Le titre reprend le prénom du narrateur et protagoniste principal, Kalmann Óðinsson. Ce gaillard de 33 ans vit à Raufarhöfn, petit port proche du cercle polaire. Loin de Reykjavik où tout se décide, à commencer par les quotas de pêche, activité dont ce village a toujours vécu. Trop pêché, le hareng est devenu rarissime, Raufarhöfn s’est rabattu sur les lompes, les aiglefins, les lingues, les loups et les maquereaux. C’est alors que les quotas ont été introduits, avec magouilles à la clé, comme son grand-père l’a expliqué à Kalmann en comparant les poissons à des bonbons. «Désormais les entrepôts étaient inemployés et une maison sur trois était vide». Et le bâtiment où logeaient les pêcheurs a été transformé en hôtel pour touristes.
Heureusement, Kalmann est spécialisé dans la pêche au requin. Il fait alors preuve d’une patience à toute épreuve. Sinon, il est assez explosif, à faire des trous dans les murs avec ses poings, à s’automutiler. Il faut dire que la mer est son élément, qu’il ausculte avec précision – «Une mer a toujours l’air de n’avoir été touchée par personne, à part le vent». Sur son bateau, il n’y a personne pour dire qu’il a la «tête creuse comme une bouée», et il peut discuter avec les mouettes, ce que son grand-père adoré aimait faire avant qu’il ne soit mis en maison de retraite et qu’il ne reconnaisse quasiment plus Kalmann, qui en a le cœur brisé. Mais Kalmann donne le change, arpente le village en shérif, avec chapeau de cow-boy, étoile et mauser légué par un père américain vite volatilisé.
Kalmann est aussi aussi chasseur, c’est comme ça qu’il découvre une mare de sang, un jour où il est parti chasser le renard – «C’est étonnant, d’ailleurs, tout le sang qu’il y a dans une personne». Le corps a disparu mais les analyses désignent Róbert McKenzie alias «le roi de Raufarhöfn», l’homme le plus riche du village, qui avait le plus gros quota de pêche et misait à fond sur le tourisme.
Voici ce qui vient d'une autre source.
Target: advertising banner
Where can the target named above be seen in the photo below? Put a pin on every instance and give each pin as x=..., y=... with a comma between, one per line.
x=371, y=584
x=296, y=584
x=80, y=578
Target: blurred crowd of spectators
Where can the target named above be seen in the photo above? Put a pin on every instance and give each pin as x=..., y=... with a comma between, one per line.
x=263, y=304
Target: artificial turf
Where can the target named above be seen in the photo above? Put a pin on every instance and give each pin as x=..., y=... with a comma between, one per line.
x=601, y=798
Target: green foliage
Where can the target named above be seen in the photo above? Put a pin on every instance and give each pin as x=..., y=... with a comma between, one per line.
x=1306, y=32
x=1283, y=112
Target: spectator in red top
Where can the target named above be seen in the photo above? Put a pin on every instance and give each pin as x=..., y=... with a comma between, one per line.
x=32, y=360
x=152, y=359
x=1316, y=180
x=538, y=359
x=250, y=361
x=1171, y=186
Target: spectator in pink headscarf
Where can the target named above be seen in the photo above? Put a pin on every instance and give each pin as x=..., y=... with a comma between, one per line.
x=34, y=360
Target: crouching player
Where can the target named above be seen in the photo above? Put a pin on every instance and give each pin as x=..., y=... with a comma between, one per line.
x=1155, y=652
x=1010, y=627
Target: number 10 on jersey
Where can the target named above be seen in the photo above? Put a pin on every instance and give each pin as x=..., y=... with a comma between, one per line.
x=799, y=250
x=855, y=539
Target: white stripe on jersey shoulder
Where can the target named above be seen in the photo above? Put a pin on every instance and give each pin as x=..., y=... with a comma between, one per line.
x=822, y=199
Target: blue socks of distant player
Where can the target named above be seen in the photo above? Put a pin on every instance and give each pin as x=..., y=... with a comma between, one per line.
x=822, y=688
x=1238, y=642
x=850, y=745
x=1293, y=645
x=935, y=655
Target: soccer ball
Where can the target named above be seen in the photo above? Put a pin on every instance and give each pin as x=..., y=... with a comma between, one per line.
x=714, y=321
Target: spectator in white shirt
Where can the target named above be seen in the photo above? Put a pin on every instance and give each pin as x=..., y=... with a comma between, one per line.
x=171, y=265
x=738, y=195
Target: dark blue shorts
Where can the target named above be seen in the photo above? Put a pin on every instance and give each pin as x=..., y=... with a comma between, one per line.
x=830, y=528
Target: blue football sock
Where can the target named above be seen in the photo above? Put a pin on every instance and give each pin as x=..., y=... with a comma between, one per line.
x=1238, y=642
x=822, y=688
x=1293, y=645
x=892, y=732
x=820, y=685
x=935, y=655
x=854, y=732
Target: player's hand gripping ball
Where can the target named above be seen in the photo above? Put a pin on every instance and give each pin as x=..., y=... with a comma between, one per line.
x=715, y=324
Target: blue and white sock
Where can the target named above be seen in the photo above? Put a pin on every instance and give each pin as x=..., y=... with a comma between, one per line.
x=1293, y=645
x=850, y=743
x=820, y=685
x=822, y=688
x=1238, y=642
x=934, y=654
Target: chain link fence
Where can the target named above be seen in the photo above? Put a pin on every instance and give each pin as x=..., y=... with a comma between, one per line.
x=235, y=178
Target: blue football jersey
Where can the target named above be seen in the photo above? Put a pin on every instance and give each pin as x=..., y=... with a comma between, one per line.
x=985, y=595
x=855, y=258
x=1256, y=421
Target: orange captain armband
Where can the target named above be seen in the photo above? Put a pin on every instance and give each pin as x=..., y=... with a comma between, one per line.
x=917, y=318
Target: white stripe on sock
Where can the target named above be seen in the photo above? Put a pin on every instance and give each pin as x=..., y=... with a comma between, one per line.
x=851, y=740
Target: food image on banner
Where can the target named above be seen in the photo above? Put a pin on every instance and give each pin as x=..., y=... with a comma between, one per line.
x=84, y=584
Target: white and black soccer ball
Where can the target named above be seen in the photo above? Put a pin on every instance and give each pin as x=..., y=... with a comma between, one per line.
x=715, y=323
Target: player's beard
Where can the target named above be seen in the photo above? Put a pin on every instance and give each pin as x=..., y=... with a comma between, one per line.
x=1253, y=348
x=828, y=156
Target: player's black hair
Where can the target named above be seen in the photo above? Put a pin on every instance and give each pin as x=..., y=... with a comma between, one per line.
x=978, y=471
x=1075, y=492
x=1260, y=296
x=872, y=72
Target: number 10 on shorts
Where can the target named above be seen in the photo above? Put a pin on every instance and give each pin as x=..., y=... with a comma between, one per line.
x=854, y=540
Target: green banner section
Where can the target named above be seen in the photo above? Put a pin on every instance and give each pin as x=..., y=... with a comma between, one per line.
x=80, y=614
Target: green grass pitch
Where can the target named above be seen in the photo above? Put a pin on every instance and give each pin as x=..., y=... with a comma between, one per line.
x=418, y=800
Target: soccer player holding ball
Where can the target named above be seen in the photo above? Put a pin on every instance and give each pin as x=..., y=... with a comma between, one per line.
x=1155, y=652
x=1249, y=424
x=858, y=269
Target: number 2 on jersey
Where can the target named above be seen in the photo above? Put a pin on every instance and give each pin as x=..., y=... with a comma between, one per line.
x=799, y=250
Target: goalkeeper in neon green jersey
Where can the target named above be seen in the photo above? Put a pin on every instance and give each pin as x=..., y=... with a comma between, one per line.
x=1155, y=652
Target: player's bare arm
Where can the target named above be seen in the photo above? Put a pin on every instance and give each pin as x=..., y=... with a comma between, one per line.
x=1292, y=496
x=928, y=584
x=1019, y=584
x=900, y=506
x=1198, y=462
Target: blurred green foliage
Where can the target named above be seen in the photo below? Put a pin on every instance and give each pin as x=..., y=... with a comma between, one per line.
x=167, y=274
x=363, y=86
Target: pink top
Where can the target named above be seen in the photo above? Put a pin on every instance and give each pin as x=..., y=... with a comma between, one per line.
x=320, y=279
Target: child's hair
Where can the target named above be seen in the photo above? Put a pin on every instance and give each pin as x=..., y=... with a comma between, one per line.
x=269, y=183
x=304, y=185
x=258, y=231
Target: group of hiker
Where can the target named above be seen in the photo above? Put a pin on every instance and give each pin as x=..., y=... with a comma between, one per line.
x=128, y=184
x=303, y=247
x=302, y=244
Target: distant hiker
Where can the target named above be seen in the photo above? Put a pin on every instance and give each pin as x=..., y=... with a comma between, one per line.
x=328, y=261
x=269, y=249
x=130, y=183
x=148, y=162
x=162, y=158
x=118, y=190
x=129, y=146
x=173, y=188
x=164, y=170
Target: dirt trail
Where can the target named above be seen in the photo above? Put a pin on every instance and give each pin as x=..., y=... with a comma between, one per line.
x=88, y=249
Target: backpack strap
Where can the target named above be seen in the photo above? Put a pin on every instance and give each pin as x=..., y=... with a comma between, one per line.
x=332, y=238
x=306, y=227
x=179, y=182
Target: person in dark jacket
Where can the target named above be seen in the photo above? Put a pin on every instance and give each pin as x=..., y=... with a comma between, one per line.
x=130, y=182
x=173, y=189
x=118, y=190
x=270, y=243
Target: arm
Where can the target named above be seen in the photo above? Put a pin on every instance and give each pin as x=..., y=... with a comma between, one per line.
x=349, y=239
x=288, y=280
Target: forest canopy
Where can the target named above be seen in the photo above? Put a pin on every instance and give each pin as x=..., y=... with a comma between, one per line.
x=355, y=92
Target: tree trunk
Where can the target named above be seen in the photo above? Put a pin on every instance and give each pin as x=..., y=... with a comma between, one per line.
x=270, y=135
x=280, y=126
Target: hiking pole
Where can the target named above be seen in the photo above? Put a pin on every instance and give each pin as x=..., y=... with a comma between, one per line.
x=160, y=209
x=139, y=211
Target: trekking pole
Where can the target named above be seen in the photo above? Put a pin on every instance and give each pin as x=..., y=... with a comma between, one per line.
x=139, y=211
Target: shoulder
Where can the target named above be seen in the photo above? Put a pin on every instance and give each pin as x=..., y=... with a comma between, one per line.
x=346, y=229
Kalmann se retrouve en première ligne dans l’enquête de police, qu’il déroute avec ses histoires d’ours polaire. Mais il peut compter sur l’amour de sa mère et sur les analyses percutantes de Noi, son meilleur copain, geek qu’il ne connaît qu’en ligne et dont il n’a jamais vu que le pull.
Kalmann, Traduit de l’allemand (Suisse) par Barbara Fontaine, éd. Gallimard, coll. La Noire, 368 p., 22 €.